Maimunah adalah salah seorang yang menyembunyikan keimanannya tersebut. Beliau mendengarkan suara yang keras penuh keagungan dan kebesaran. Beliau tidak berhenti sebatas menyembunyikan keimanan, akan tetapi beliau inginkan agar dapat masuk Islam secara sempurna dengan penuh izzah (kewibawaan) yang tulus agar terdengar oleh semua orang tentang keinginannya untuk masuk Islam. Dan di antara harapannya adalah kelak akan bernaung di bawah atap nubuwwah sehingga dia dapat minum pada mata air agar memenuhi perilakunya yang haus akan aqidah yang istimewa tersebut, yang akhirnya merubah kehidupan beliau menjadi seorang pemuka bagi generasi yang akan datang. Dia bersegera menuju saudara kandungnya yakni Ummu Fadhl dengan perasaan yang tergesa-gesa untuk menjadi seorang ibu dari Ummahatul mukminin. Saudarinya tersebut kemudian membicarakan dengan suaminya ‘Abbas dan diserahkanlah urusan tersebut kepadanya. Tidak ragu sedikitpun Abbas tentang hal itu bahkan beliau bersegera menemui Nabi dan menawarkan Maimunah untuk Nabi. Akhirnya Nabi menerimanya dengan mahar 400 dirham. Dalam riwayat lain, bahwa Maimunah adalah seorang wanita yang menghibahkan dirinya kepada Nabi maka turunlah ayat dari Allah Tabaraka wa Ta’ala :
“…… dan perempuan mukmin yang menyerahkan diri kepada Nabi kalau Nabi mengawininya, sebagai pengkhususan bagimu, bukan untuk semua orang mukmin (Al-Ahzab : 50).”

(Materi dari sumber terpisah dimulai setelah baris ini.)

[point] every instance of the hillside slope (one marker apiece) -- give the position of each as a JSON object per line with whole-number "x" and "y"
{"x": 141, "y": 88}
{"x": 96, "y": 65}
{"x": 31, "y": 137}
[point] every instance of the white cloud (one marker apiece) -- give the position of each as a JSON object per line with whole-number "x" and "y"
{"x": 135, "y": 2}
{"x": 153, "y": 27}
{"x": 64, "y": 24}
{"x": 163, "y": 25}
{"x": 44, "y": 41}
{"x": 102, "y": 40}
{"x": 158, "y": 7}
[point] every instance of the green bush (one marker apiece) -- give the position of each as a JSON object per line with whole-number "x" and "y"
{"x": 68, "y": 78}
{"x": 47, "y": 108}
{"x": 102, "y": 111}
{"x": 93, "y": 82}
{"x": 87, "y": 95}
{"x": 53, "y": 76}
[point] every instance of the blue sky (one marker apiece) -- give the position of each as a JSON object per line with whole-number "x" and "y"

Ketika sudah berlalu tiga hari sebagaimana yang telah ditetapkan dalam perjanjian Hudaibiyah, orang-orang Quraisy mengutus seseorang kepada Nabi s.a.w. Mereka mengatakan, “Telah habis waktumu maka keluarlah dari kami.” Makà Nabi menjawab dengan ramah : “Bagaimana menurut kalian jika kalian biarkan kami dan aku merayakan pernikahanku di tengah-tengah kalian dan kami suguhkan makanan untuk kalian??!”

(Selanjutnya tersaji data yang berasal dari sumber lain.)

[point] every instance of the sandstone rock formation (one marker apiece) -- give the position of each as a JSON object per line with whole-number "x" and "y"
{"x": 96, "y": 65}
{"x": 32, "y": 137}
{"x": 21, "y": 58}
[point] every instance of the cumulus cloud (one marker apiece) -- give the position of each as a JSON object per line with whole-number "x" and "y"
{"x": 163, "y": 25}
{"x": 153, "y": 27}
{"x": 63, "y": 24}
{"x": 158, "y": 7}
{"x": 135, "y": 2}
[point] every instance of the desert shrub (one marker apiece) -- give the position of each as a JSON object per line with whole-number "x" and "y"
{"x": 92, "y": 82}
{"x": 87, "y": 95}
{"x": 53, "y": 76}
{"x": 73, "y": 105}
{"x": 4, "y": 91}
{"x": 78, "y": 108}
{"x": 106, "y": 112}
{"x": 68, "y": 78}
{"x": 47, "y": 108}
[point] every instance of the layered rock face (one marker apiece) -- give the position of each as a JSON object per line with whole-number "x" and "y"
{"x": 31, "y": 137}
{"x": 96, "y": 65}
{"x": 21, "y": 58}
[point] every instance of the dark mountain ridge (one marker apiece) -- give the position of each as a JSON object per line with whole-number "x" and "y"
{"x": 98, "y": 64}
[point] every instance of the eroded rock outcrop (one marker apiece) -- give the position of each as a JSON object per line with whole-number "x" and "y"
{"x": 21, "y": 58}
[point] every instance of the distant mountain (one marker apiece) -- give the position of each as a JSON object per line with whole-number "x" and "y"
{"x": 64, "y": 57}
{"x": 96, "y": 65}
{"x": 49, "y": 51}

Maka mereka menjawab dengan kasar, “Kami tidak butuh makananmu maka keluarlah dari negeri kami !’
Sungguh ada rasa keheranan yang disembunyikan pada diri kaum musyrikin selama tinggalnya Nabi s.a.w. di Makkah, yang mana kedatangan beliau meninggalkan kesan yang mendalam pada banyak jiwa. Sebagai bukti dialah Maimunah binti Al-Harits, dia tidak cukup hanya menyatakan keislamannya bahkan lebih dari itu beliau daftarkan dirinya menjadi istri Rasul, sehingga membangkitkan kemarahan mereka. Untuk berjaga-jaga Rasulullah tidak mengadakan walimatul ‘urs dirinya dengan Maimunah di Makkah. Beliau mengijinkan kaum muslimin berjalan menuju Madinah. Tatkala sampai di suatu tempat yang disebut “Sarfan” yang berjarak 10 mil dari Makkah maka Nabi memulai malam pertamanya bersama Maimunah. Hal itu terjadi pada bulan Syawal tahun 7 Hijriyah.
Mujahid berkata: “Dahulu namanya adalah Bazah, namun Rasulullah s.a.w. menggantinya dengan Maimunah. ”Maka sampailah Maimunah ke Madinah dan menetap di rumah nabawi yang suci sebagaimana cita-citanya yang mulia, yakni menjadi ummul mukminin yang utama, menunaikan kewajiban sebagai seorang istri dengan sebaik-baiknya, mendengar dan ta’at, setia dan ikhlas. Setelah Nabi rnenghadap Ar-Rafiiqul A’la, Maimunah hidup selama bertahun-tahun hingga 50 tahunan. Semuanya beliau jalani dengan baik dan takwa, serta setia kepada suaminya penghulu anak Adam dan guru seluruh manusia yakni Muhammad bin Abdullah. Hingga karena kesetiaanya kepada suaminya, beliau berpesan agar dikuburkan di tempat di mana dilaksanakan walimatul ‘urs dengan Rasulullah s.a.w..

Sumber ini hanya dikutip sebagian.